Abese Suresi ve Peygamberimiz

Abese Suresi ve Peygamberimiz

Soru: Abese suresinde uyarılan Peygamberimizmidir? Eğer uyarılan efendimiz ise bunun izahı nasıldır?

Soru:   

Abese suresinde uyarılan Peygamberimizmidir? Eğer uyarılan efendimiz ise bunun izahı nasıldır?   


Cevap

Gerek Ehlisünnet, gerekse Ehlibeyt mektebi müfessirlerinin geneli, bu surenin, Hz. Resulullahın (s.a.a), Utbe bin Rabia, Ebu Cehil, Abbas bin Ebu Talib, Ubey ve Umeyye bin Halef gibi Kureyş’in ileri gelenlerinden bir grubu İslam’a davet ettiği bir esnada âmâ (kör) olan Ümmi Mektum ismindeki sahabenin aniden gelip ısrarla Peygambere:


"Allah'ın sana öğrettiğinden bana da öğret, Allah’ın sana öğrettiğinden bana da öğret" diyerek, Peygamberin konuşmasının bölünmesine yol açtıktan sonra nazil olduğunda ittifak etmişlerdir.

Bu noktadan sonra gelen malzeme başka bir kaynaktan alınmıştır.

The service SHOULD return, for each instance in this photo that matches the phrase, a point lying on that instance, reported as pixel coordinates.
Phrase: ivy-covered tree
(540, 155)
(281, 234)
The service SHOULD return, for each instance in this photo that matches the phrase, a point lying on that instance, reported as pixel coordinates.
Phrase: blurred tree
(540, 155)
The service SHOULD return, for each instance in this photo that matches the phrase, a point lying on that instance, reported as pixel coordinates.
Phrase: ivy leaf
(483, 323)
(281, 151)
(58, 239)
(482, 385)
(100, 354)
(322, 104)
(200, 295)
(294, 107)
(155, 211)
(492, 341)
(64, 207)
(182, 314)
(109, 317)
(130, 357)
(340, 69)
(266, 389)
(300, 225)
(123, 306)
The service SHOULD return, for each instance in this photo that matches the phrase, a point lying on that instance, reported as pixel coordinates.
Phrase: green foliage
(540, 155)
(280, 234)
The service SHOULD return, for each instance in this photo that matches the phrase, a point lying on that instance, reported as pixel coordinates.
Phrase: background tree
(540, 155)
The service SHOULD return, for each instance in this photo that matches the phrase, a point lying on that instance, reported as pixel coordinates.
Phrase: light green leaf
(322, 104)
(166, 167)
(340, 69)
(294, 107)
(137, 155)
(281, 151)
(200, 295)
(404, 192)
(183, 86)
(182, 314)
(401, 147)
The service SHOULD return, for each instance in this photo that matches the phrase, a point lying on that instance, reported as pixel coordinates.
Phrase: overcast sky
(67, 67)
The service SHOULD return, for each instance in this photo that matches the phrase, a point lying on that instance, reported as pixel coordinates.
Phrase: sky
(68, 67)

Allah Teâla bu surede kınar bir dille, hidayet almak için gelen âmâ bir insana karşı birinin, surat asarak, yüz çevirip gereken ilgiyi göstermediğini, buna karşılık zengin olanla ise fazlasıyla ilgilendiğini belirtmektedir. Ancak bunu kimin yaptığını açıkça belirtmemiştir. Fakat sözün akışının zahirinden o kimsenin bizzat Resulullah’ın kendisi olduğu anlaşılmaktadır. Ehlisünnet ekolünün genelinin görüşü de budur. Hatta naklettikleri hadislerde, Hz. Resulullahın, Ümmi Mektum’un bu davranışından rahatsız olarak kalbinde, "Bu Kureyş'in büyükleri, bunun taraftarları sadece köleler, fakirler ve körlerdir" diyeceklerinden endişelenerek böyle yaptığını da kaydediyorlar.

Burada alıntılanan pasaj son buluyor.